Setting up Airflow on a local Kubernetes cluster using Helm
In this post, I will cover steps to setup production-like Airflow scheduler, worker and a webserver on a local Kubernetes cluster. Later on, I will use the same K8s cluster to schedule ETL tasks using Airflow.
Quickstart a Kubernetes single-node cluster
If you are on Mac, it’s just a matter of a ticking a checkbox and restarting the docker app as follows. This will enable a single-node K8s cluster on your local.
Once you have K8s running, install the K8s dashboard by running the following:
# Install dashboard
kubectl apply -f https://raw.githubusercontent.com/kubernetes/dashboard/v2.0.0/aio/deploy/recommended.yaml# Find list of secrets
kubectl get secrets# Copy the token value from the output of this command
kubectl describe secret default-token-rcsnr# Access the dashboard
kubectl proxy
Now that you have the token and you are running the proxy, just hit the url that was printed out and use your token to login to the K8s dashboard.
Setting up Airflow using Helm
Helm is a package manager for Kubernetes (think Homebrew if you are familiar with Mac). A more thorough introduction can be found here. You can install it like this on your local:
brew install helm
Add the official Helm stable charts repository:
helm repo add stable https://kubernetes-charts.storage.googleapis.com/
You would also need to clone my repo before we proceed further
git clone git@github.com:mrafayaleem/etl-series.git
Now, change the path on line 12 in chapter1/airflow-helm-config.yaml
to the absolute path for your local machine.

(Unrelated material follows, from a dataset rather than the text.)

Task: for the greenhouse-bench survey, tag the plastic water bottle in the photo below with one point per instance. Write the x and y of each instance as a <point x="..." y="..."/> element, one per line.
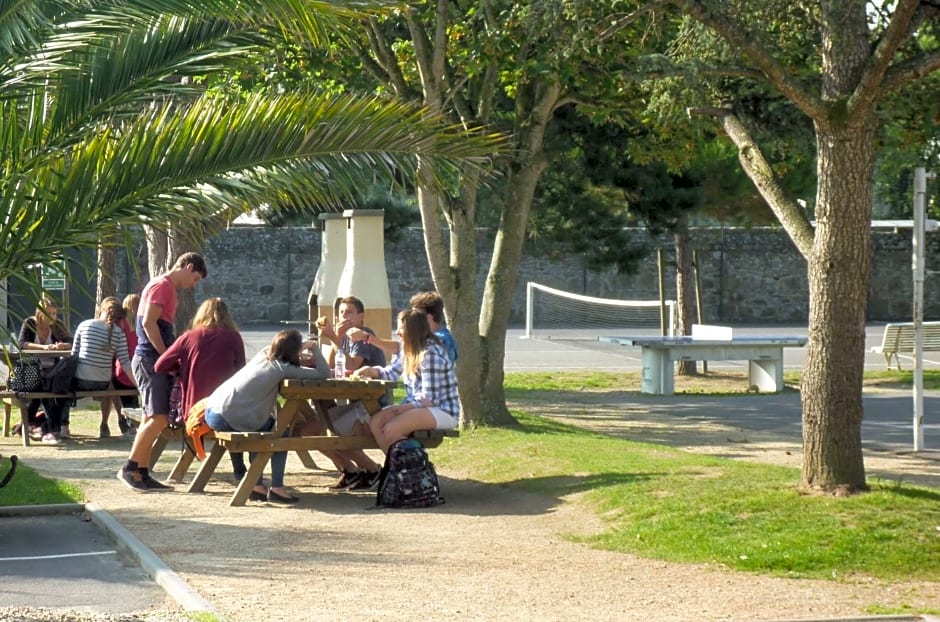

In the following snippet, I am creating a volume from my local directory. And then, through extraVolumeMounts
, I am mounting the volume to the mountPath
inside each of the Airflow pods (scheduler, webserver and worker).
###################################
# Airflow - Common Configs
###################################
airflow:
extraVolumeMounts: # this will get the volume and mount it to that path in the container
- name: dags
mountPath: /opt/airflow/dags # location in the container it will put the directory mentioned below.
extraVolumes: # this will create the volume from the directory
- name: dags
hostPath:
path: "/Users/aleemr/powerhouse/etl-series/dags" # For you this is something like /<absolute-path>/etl-series/dags
With this, you would be able to write dags on your local machine and let Airflow running inside K8s pick it up from there.
Install Airflow with the following command:
helm install airflow stable/airflow -f chapter1/airflow-helm-config.yaml --version 7.2.0
Check the status of that installation:
helm list
Once deployed, run the following and open up http://localhost:8001/api/v1/namespaces/kubernetes-dashboard/services/https:kubernetes-dashboard:/proxy/#/node?namespace=default
export POD_NAME=$(kubectl get pods --namespace default -l "component=web,app=airflow" -o jsonpath="{.items[0].metadata.name}")
echo http://127.0.0.1:8080
kubectl port-forward --namespace default $POD_NAME 8080:8080
You should see the sample dag that I have added in the repo. Enable the dag using toggle, trigger it and see it in action.
Congratulations! You have deployed your first dag on a K8s cluster using Airflow.
In the next post, I will cover KubernetesExecutor and KubernetesPodOperator in detail.
Where to go next from here
- Read up on the differences between Replica Sets and Stateful Sets in K8s.
- Figure out why airflow-postgresql, airflow-redis-master and airflow-worker are deployed under Stateful Sets while everything else is in Replica Sets.